COACHELLA, Calif. - Three Valley recycling businesses are facing possible charges for allegedly buying stolen metals.
From water mains in Desert Hot springs, water values in Bermuda Dunes to fire hydrants in Palm Springs; thieves are trying to cash in on scrap metal causing thousands of dollars in damage.
"Were are having an increase in stolen fire hydrants, stolen black-flow valves, water meters and obviously it's costing businesses a lot of money and also customers," said Riverside County Sheriff Deputy Armando Munoz.
However criminals can only profit if someone buys what they've stolen.
"The people that are out there committing these thefts know where they can go to get money for those metals, so the problem is if they are allowing it to happen, the thefts are going to continue occurring and it going to be very difficult for us to locate the suspects," said Munoz.
Back in June Deputies visited local recycling businesses to remind them exact what they are not allowed to buy. During a sting in January, three businesses bought prohibited metals and when investigators returned they found even more.
"The victim end up paying the most for this, for these incidences and these thefts and the reward for those pieces of metal that the suspects are taking is not high. So it does cost the school districts, or the businesses, the water districts or whoever might be the victim it does cost them more to replace these items," said Munoz.
So we confronted the businesses first SA Recycling in Coachella, we noticed right away, they were open for business. The owner was not in, and we were told to leave contact information for them to call us, so far they haven't.
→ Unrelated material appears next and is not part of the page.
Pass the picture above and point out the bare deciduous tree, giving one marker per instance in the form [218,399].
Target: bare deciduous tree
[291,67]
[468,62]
G & G Private Recycle also in Coachella was located on private property.
In thermal we spoke with employees at Apple Market II, we were told the owner was also not there, but the business was up and running.
Riverside County Sheriff's Department says they are doing what they can.
"It's constantly on going because metal is always being recycled and we know that suspects are taking those metals to these facilities it's something that we try to monitor and make sure that the businesses are in compliance with the law," said Munoz.
State Assemblyman Brian Nestande believes more needs to be done. He released this statement Friday that says in part, "Recent thefts highlight the need for additional legislation that will reduce the temptation to steal metals for scrap."
No word yet on what exactly that will entail.
We should note that these businesses have not yet been charged, but the case has been handed over to the Riverside County District Attorney's office for further investigation.